In an interview with the Radio Times, Star Trek Original Series actor George Takei has criticised the new JJ Abrams-produced films for lacking “that Gene Roddenberry element” of making the stories reflections of present-day issues.
“With Gene Roddenberry’s shows you can see beyond the surface action-adventure, the surface humour and entertainment,” Takei reminisced. “You were able to also guess at ‘Oh, that’s what they’re talking about: it’s the Cold War or it’s climate change’. Star Trek IV [The Voyage Home] was not just about our flashing back in time to San Francisco in the 20th century, it was about the key role that whales play in our environmental chain.”
“That is what made Gene Roddenberry’s Star Trek so enriching and so challenging – you look for that additional dimension.

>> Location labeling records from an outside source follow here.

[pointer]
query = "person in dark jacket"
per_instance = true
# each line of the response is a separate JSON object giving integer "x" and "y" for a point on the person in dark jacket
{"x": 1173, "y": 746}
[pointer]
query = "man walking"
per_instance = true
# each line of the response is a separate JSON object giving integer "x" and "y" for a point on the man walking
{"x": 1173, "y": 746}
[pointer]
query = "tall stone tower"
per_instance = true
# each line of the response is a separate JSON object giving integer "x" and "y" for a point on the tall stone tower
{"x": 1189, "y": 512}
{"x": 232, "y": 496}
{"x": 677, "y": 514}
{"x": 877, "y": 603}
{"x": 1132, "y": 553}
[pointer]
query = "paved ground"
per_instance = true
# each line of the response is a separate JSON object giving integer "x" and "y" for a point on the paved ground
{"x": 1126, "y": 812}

With the rebooted films, it’s just that surface entertainment.”
Takei has been increasingly vocal against the New Trek films, despite the filmmakers paying tribute to the actor by having his Original Series character Sulu come out as gay in Star Trek Beyond – a tribute that the homosexual Takei called “unfortunate”.
His comments miss the very evident science-fiction parables within the New Trek films. Star Trek Beyond was a mediation on post-traumatic stress, while Star Trek Into Darkness had a strong undercurrent of drone warfare. And the celebrated 2009 reboot of course dealt with the very real and timely threat of conflicting timeline continuities.